Critics and fans alike have been wondering how Roseanne Barr’s real-life political beliefs—she’s been a vocal Trump supporter, if you didn’t know—would influence the revival of her popular ABC sitcom. Network president Channing Dungey has said that the tweeter in chief’s name wouldn’t be uttered at all in the 10th season of Roseanne, which premieres March 27. But the show will still address “some of the topics that are in conversation today”—just not the rotting pumpkin who spends his “executive time” diddling his nuclear button.

Despite all insistence to the contrary, reporters at the Television Critics Association winter press tour still inquired about the role Trump will play in the show, given the political schism that makes up part of the story. There was a lot of deflection from the panelists, including cast members Sara Gilbert and co-EPs Bruce Helford and Whitney Cummings, who preferred to talk about pressing forward instead of looking back at the 2016 presidential election. Soraya Nadia McDonald, culture writer for The Undefeated, posed a question to Barr about reconciling the anti-racism message espoused in the season 7 episode, “White Men Can’t Kiss,” with her character’s support for a known racist and xenophobe.


“That’s your opinion,” Barr replied, to which the journalist responded by reminding the writer-producer-actor of Trump’s infamous “Mexicans are rapists” campaign line. Barr kind of shrugged and said Trump has said “all kinds of crazy things,” but she ultimately denied being any kind of apologist for the president.

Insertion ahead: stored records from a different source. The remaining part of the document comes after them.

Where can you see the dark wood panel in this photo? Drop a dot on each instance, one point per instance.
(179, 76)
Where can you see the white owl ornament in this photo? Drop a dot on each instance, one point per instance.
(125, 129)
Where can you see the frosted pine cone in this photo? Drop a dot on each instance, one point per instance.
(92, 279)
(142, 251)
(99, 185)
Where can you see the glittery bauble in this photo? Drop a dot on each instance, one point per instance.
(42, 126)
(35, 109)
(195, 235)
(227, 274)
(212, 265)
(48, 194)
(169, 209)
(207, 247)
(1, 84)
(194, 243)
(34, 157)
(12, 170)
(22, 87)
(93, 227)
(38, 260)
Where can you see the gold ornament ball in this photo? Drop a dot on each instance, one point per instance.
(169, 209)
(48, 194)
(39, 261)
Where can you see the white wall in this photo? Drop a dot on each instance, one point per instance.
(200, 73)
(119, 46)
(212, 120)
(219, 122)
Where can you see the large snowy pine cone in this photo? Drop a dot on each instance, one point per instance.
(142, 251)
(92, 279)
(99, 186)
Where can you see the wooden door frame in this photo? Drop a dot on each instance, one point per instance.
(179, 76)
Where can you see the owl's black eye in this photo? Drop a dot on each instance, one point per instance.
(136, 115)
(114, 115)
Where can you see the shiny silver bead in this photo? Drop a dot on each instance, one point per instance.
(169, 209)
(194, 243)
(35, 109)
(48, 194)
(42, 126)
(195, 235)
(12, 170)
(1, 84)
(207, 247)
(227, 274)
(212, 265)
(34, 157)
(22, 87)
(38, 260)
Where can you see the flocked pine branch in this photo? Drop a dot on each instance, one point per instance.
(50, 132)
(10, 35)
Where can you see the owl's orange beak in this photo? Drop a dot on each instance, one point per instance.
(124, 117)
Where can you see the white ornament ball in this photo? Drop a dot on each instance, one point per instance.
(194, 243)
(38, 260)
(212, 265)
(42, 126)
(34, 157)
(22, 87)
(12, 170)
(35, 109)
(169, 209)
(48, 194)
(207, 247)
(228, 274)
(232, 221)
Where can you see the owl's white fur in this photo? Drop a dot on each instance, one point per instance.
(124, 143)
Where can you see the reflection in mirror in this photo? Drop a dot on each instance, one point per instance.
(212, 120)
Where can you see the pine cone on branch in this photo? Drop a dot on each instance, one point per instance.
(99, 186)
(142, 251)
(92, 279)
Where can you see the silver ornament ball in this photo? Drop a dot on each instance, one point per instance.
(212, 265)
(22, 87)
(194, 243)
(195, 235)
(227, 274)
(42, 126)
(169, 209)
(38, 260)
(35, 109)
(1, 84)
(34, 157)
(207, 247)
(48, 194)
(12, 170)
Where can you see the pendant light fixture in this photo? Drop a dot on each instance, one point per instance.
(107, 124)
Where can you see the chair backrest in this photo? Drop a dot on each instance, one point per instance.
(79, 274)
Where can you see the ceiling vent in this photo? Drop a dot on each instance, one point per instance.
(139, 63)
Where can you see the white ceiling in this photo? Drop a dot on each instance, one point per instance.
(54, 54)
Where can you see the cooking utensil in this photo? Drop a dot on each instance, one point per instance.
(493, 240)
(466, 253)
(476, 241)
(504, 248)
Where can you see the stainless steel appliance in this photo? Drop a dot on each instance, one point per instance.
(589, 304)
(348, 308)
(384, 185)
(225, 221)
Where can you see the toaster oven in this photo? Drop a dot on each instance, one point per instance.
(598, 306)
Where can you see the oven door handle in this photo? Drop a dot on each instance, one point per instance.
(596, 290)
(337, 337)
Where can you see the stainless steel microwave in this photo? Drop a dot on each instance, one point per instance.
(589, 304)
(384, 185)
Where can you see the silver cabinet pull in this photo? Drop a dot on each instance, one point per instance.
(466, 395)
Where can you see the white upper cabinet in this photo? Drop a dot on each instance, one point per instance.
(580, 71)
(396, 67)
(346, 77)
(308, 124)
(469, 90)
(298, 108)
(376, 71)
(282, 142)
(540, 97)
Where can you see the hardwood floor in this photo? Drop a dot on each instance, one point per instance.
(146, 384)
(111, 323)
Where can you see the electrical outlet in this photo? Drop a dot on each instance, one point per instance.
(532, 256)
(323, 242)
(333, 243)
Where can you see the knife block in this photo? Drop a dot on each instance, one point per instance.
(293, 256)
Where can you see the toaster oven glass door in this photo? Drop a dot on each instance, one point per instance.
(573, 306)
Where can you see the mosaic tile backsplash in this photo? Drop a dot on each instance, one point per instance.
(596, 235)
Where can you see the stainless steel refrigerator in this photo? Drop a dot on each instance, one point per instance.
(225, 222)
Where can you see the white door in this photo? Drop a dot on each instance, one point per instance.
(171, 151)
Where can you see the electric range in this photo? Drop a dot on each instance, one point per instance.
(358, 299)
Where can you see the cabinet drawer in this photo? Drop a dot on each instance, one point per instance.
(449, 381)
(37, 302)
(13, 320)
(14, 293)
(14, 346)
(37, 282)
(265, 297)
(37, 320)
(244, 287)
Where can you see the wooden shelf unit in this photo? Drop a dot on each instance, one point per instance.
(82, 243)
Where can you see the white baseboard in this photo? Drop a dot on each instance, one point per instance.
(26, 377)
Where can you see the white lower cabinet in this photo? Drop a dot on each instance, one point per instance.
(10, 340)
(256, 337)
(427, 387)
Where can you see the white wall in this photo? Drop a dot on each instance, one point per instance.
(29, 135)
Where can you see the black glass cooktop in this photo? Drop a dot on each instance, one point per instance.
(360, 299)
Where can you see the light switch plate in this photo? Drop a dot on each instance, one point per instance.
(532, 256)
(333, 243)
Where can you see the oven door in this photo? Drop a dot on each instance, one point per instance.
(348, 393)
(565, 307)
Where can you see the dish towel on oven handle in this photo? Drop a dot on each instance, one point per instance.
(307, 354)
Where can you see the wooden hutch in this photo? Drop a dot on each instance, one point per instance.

Of course, she soon followed that up by citing the black [and Hispanic, according to PolitiFact] unemployment rate that the Trump children are patting Daddy on the back for on Twitter, despite the fact that many experts agree that we can’t credit any one person for that figure.

Sensing she might not have made her case, Barr said she wanted to share one more thing before the panel was over, which led to a beleaguered network rep asking “Are you sure?” At that time, Barr spoke of picking between the lesser of two evils, and explained that she couldn’t bring herself to vote for Hillary Clinton “because of Haiti.”

As the panel gave way to Ryan Seacrest and the American Idol revival, Barr shifted to a more conciliatory tone: “I think it’s time to close ranks, and I would really like to see an end to ‘hate-triotism’ in this country.”